Now one clever Japanese marketing business has found a way to help bring down smoker rates, while rewarding its own non-smoking employees with some extra R and R. Tokyo-based marketing and advertising firm Piala Inc. was hearing complaints from many of its workers, who argued that the 15-minute breaks their smoking colleagues were taking were an unfair time-out advantage.
CEO Takao Asuka, himself a non-smoker, came up with an ingenious way to even out the scales while offering, even more, the incentive for his nicotine-addicted staff to give up their cigarettes once and for all. He told his non-smoking employees they could take an additional six days of paid vacation each year, which he estimated would approximately level the playing field with the day two to three smoking breaks of his other workers.
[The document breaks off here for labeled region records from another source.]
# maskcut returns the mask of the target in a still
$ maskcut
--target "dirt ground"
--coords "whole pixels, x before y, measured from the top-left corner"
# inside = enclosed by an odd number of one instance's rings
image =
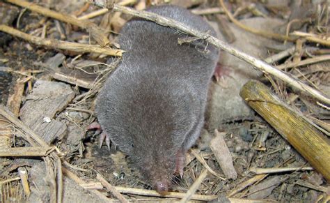
[[[329,100],[329,1],[118,1],[138,10],[183,6],[221,40]],[[166,195],[152,190],[116,146],[100,148],[100,132],[88,129],[132,17],[85,1],[29,2],[0,1],[1,202],[330,201],[329,103],[223,50],[183,176]],[[253,98],[249,81],[276,99]]]

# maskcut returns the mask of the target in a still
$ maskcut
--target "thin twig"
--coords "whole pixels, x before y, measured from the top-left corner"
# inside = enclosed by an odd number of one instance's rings
[[[113,196],[117,197],[117,199],[118,199],[119,201],[120,201],[120,202],[122,203],[129,202],[128,200],[126,200],[126,198],[125,198],[124,196],[123,196],[122,194],[120,194],[120,193],[119,193],[116,189],[115,187],[113,187],[108,181],[107,181],[107,180],[104,179],[104,178],[102,177],[102,176],[101,176],[101,174],[97,174],[96,179],[99,180],[101,182],[101,183],[103,185],[103,186],[106,187],[107,189],[108,189],[112,193],[112,195],[113,195]]]
[[[108,47],[102,47],[100,45],[94,45],[80,44],[63,40],[58,40],[55,39],[45,39],[39,37],[36,37],[4,24],[0,25],[0,31],[3,31],[13,36],[23,38],[30,43],[36,44],[38,45],[42,45],[53,49],[65,50],[81,53],[93,52],[116,57],[121,57],[122,53],[123,52],[123,51],[120,50],[113,50]]]
[[[297,61],[296,63],[292,62],[290,63],[283,63],[281,66],[276,66],[278,69],[285,69],[285,68],[290,68],[293,67],[309,65],[311,63],[320,63],[322,61],[329,61],[330,60],[330,55],[323,55],[320,57],[315,57],[311,59],[307,59],[305,60],[302,60],[300,61]]]
[[[32,11],[40,13],[45,16],[50,17],[54,19],[64,22],[70,23],[71,24],[86,29],[87,31],[91,32],[91,36],[92,36],[92,38],[95,39],[101,46],[107,46],[110,43],[107,36],[104,34],[106,31],[102,28],[97,26],[96,24],[91,22],[88,20],[79,20],[77,18],[73,16],[59,13],[54,10],[52,10],[48,8],[38,6],[34,3],[31,3],[25,1],[6,0],[5,1],[22,6],[23,8],[28,8]]]
[[[275,40],[289,40],[289,41],[293,41],[294,38],[290,38],[289,36],[283,36],[281,34],[275,33],[271,33],[271,32],[266,32],[264,31],[261,30],[256,30],[254,29],[251,27],[247,27],[245,24],[241,23],[239,21],[237,20],[233,15],[231,15],[230,12],[226,8],[225,4],[223,3],[223,0],[219,0],[220,5],[221,5],[222,8],[223,8],[223,10],[225,11],[226,14],[228,17],[228,18],[237,26],[239,27],[249,31],[251,33],[253,33],[256,35],[261,36],[265,38],[272,38]]]
[[[196,191],[198,189],[199,186],[202,183],[203,181],[206,178],[207,176],[207,170],[204,170],[201,174],[199,175],[198,178],[194,182],[192,186],[190,187],[189,190],[186,193],[184,197],[181,199],[179,202],[187,202],[190,200],[192,195],[195,194]]]

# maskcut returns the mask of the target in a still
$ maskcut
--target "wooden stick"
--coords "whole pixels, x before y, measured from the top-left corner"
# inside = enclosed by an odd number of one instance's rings
[[[120,192],[120,193],[124,194],[132,194],[137,195],[143,195],[143,196],[152,196],[152,197],[173,197],[173,198],[183,198],[185,193],[175,193],[175,192],[168,192],[166,193],[165,195],[162,195],[155,190],[149,190],[144,189],[137,189],[137,188],[129,188],[123,187],[116,187],[116,189]],[[212,201],[214,199],[217,199],[217,195],[193,195],[191,200],[201,200],[201,201]]]
[[[0,149],[0,157],[4,156],[46,156],[54,151],[53,146],[47,147],[12,147]]]
[[[95,3],[97,6],[101,7],[104,7],[102,3],[93,2],[91,0],[88,0],[88,1]],[[228,44],[219,40],[219,39],[216,38],[215,37],[206,33],[200,32],[196,29],[192,29],[182,23],[173,20],[171,19],[168,19],[162,16],[159,16],[155,13],[142,11],[142,10],[136,10],[132,8],[127,8],[125,6],[120,6],[117,4],[114,4],[112,9],[114,11],[122,12],[125,14],[128,14],[131,15],[134,15],[136,17],[142,17],[144,19],[147,19],[148,20],[153,21],[160,25],[170,27],[171,28],[180,30],[188,34],[197,36],[201,39],[205,39],[210,43],[215,45],[216,47],[221,48],[228,53],[235,56],[236,57],[242,59],[243,61],[251,64],[252,66],[258,68],[259,70],[262,72],[268,73],[270,75],[272,75],[280,80],[288,83],[291,86],[297,88],[297,89],[300,90],[302,92],[304,92],[311,96],[313,96],[315,98],[317,98],[320,101],[323,103],[330,105],[330,98],[329,98],[327,96],[324,95],[320,91],[306,85],[304,82],[301,82],[300,80],[297,80],[291,77],[290,75],[288,75],[285,72],[276,68],[275,67],[267,64],[267,63],[259,60],[253,57],[248,55],[243,52],[238,50],[236,48],[233,47],[232,46],[229,45]]]
[[[239,93],[314,168],[330,181],[330,141],[322,133],[260,82],[248,82]]]
[[[239,21],[237,20],[233,16],[233,15],[231,15],[230,12],[229,12],[227,8],[226,8],[225,4],[223,3],[223,0],[219,0],[219,3],[220,3],[220,5],[221,5],[221,7],[223,8],[223,10],[225,11],[228,18],[231,20],[231,22],[233,22],[235,24],[236,24],[237,27],[240,27],[241,29],[244,30],[246,30],[249,32],[251,32],[254,34],[262,36],[264,38],[272,38],[272,39],[279,40],[290,40],[290,41],[293,41],[294,40],[292,37],[283,36],[283,35],[278,34],[276,33],[267,32],[262,30],[256,30],[253,28],[247,27],[245,24],[240,22]]]
[[[45,16],[50,17],[52,18],[70,23],[71,24],[86,29],[88,31],[91,31],[91,36],[92,38],[102,47],[107,46],[110,43],[108,37],[104,34],[105,31],[101,27],[99,27],[88,20],[79,20],[73,16],[59,13],[48,8],[38,6],[34,3],[30,3],[25,1],[6,0],[5,1],[28,8]]]
[[[306,66],[306,65],[309,65],[311,63],[320,63],[320,62],[329,61],[329,60],[330,60],[330,54],[322,55],[322,56],[315,57],[311,59],[307,59],[297,61],[297,62],[283,63],[282,65],[277,66],[276,68],[278,69],[283,70],[285,68]]]
[[[125,198],[124,196],[123,196],[123,195],[120,194],[120,193],[119,193],[117,190],[116,190],[115,187],[113,187],[108,181],[107,181],[107,180],[102,176],[101,176],[101,174],[97,173],[96,174],[96,179],[99,180],[101,182],[101,183],[103,185],[103,186],[107,188],[107,189],[108,189],[112,193],[112,195],[113,195],[113,196],[117,197],[117,199],[118,199],[119,201],[120,201],[120,202],[122,203],[129,202],[128,200],[126,200],[126,198]]]
[[[260,168],[253,167],[249,169],[251,172],[256,174],[274,174],[281,173],[297,170],[313,170],[314,169],[311,167],[272,167],[272,168]]]
[[[0,25],[0,31],[3,31],[13,36],[23,38],[30,43],[38,45],[42,45],[53,49],[65,50],[81,53],[97,53],[109,56],[121,57],[123,52],[120,50],[113,50],[107,47],[102,47],[100,45],[86,45],[75,43],[70,43],[55,39],[45,39],[39,37],[32,36],[26,33],[8,26]]]
[[[291,35],[303,37],[308,41],[320,43],[325,46],[328,46],[328,47],[330,46],[330,40],[329,39],[329,38],[327,39],[322,39],[322,38],[320,38],[317,35],[304,33],[301,31],[294,31],[292,33],[291,33]]]
[[[184,203],[188,202],[190,198],[194,194],[195,194],[196,191],[198,189],[199,186],[202,183],[203,181],[206,178],[207,176],[207,170],[204,170],[201,174],[199,175],[198,178],[194,182],[192,186],[190,187],[189,190],[187,192],[184,197],[179,202],[180,203]]]

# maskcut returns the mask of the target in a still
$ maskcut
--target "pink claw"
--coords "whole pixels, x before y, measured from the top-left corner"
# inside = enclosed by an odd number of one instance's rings
[[[100,135],[100,140],[99,140],[100,149],[101,149],[102,144],[104,139],[105,139],[105,144],[107,144],[107,146],[108,146],[108,150],[110,151],[110,137],[108,135],[108,134],[105,133],[102,133]]]
[[[175,172],[178,173],[181,179],[183,177],[183,168],[184,167],[185,157],[182,149],[178,151],[175,160]]]

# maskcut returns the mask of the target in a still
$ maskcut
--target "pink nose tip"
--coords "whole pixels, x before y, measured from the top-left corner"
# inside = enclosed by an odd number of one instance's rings
[[[168,191],[168,184],[166,181],[158,181],[156,183],[156,190],[158,193],[163,195]]]

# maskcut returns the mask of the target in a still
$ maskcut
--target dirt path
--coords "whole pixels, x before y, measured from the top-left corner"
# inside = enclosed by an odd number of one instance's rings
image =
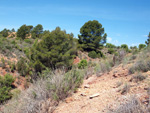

Part of the problem stemmed from the company’s high-rise 29th-floor location, meaning that by the time people went downstairs, lit up, puffed, and came back up, a minimum of 15 minutes would have gone by. The solution seems to be sitting well with everyone, Asuka noted. He is also pleased that he could encourage smokers to quit via incentives versus punishment, and it’s a move that seems to be working well.
Not only have one-quarter of Piala’s staff taken advantage of their smoke-free extra six-day breaks, an additional four have decided to quit smoking so they too could get more time off.
It’s a problem that more Japanese companies might do well to address. While in the US, smoking rates have been dropping dramatically for years and were at 16.8% in 2014, the World Health Organization indicates that as many as 21.7% of Japanese adults still puff, with that number even higher among those ages 40 and up.
And while Americans are expecting to hit an even lower rate of just 12% for smokers in just three years, a plan in Tokyo to impose public bans in time for the 2020 Summer Olympics went over like a lead balloon recently. The strong pushback from pro-tobacco factions includes Japan Tobacco, in which the government holds a one-third stake. The company brought in $700 million in revenues to Japan in 2015, putting a total smoking ban in an awkward predicament, to say the least.
Hopefully, more forward-thinking leaders like Asuka will institute company programs to move a smoke-free future forward to Japan sooner rather than later.